Image representations (artificial or biological) are often compared in terms of their global geometric structure; however, representations with similar global structure can have strikingly different local geometries. Here, we propose a framework for comparing a set of image representations in terms of their local geometries. We quantify the local geometry of a representation using the Fisher information matrix, a standard statistical tool for characterizing the sensitivity to local stimulus distortions, and use this as a substrate for a metric on the local geometry in the vicinity of a base image. This metric may then be used to optimally differentiate a set of models, by finding a pair of "principal distortions" that maximize the variance of the models under this metric.
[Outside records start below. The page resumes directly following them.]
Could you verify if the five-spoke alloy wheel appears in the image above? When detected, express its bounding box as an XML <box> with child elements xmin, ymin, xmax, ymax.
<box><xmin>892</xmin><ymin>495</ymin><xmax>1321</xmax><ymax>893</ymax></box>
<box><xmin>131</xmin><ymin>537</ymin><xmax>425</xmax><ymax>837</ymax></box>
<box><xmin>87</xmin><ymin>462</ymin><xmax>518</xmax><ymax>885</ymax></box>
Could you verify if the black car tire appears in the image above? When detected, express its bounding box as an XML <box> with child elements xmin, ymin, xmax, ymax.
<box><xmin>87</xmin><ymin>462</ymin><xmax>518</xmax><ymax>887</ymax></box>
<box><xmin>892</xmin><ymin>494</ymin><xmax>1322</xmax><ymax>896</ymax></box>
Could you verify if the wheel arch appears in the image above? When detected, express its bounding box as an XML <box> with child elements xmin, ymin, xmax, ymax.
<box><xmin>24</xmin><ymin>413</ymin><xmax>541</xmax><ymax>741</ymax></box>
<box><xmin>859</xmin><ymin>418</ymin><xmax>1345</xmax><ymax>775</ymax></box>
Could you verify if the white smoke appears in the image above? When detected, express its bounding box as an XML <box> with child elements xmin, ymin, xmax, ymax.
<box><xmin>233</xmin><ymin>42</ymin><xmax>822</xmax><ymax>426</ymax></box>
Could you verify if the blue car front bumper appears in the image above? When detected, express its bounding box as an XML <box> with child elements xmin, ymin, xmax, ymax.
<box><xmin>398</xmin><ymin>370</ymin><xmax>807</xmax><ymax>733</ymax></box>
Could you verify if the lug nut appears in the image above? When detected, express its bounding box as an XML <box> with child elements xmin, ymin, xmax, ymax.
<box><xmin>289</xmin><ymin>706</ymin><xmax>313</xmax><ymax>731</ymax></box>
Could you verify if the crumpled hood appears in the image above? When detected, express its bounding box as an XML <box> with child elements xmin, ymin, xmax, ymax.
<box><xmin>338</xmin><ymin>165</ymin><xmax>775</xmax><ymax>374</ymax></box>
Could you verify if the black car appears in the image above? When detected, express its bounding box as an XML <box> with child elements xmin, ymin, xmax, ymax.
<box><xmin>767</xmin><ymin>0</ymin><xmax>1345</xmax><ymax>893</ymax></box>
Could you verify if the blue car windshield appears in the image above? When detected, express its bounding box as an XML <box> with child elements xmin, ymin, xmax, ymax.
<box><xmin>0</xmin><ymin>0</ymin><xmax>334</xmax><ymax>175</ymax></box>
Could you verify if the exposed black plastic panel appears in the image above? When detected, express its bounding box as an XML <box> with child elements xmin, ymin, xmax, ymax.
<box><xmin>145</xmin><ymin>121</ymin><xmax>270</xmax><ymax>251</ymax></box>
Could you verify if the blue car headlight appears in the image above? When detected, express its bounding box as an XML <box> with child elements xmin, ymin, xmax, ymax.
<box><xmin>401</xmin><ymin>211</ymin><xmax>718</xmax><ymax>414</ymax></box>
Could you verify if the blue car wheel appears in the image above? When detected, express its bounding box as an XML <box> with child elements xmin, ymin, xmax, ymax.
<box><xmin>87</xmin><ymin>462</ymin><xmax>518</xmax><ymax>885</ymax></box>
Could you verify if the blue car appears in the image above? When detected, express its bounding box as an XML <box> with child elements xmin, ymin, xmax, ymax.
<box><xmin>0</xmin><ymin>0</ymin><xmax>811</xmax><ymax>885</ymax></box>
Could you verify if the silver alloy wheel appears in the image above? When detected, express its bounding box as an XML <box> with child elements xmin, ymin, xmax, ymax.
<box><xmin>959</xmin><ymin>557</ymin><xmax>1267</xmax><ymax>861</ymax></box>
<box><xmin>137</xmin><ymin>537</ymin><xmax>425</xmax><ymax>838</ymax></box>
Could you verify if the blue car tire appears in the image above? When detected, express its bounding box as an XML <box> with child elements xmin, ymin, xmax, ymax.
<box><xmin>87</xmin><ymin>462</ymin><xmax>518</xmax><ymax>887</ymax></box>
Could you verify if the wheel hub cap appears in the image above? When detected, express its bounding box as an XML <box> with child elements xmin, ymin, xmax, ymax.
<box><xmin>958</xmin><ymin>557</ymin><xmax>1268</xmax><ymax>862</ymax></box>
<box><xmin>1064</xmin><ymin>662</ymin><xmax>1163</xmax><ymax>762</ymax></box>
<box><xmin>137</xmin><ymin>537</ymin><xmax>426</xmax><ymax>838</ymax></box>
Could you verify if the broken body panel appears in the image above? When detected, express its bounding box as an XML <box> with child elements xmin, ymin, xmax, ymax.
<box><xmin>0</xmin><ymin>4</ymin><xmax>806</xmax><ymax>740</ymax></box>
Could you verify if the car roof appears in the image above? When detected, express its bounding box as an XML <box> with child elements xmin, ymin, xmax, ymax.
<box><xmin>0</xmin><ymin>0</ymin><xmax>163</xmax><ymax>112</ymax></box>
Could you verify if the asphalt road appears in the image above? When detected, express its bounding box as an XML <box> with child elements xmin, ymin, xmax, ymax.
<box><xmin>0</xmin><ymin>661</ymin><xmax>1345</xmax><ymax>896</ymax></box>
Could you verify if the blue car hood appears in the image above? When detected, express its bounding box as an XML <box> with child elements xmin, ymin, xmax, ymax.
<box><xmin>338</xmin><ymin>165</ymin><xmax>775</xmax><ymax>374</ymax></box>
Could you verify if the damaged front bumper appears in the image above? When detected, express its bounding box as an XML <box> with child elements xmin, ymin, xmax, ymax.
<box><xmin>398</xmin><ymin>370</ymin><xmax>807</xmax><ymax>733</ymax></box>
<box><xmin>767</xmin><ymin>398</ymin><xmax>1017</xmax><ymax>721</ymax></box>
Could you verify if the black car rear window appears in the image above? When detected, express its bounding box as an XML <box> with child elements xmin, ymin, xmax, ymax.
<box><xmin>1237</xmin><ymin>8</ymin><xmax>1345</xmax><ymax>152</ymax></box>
As an example, we use this framework to compare a set of simple models of the early visual system, identifying a novel set of image distortions that allow immediate comparison of the models by visual inspection. In a second example, we apply our method to a set of deep neural network models and reveal differences in the local geometry that arise due to architecture and training types. These examples demonstrate how our framework can be used to probe for informative differences in local sensitivities between complex models, and suggest how it could be used to compare model representations with human perception.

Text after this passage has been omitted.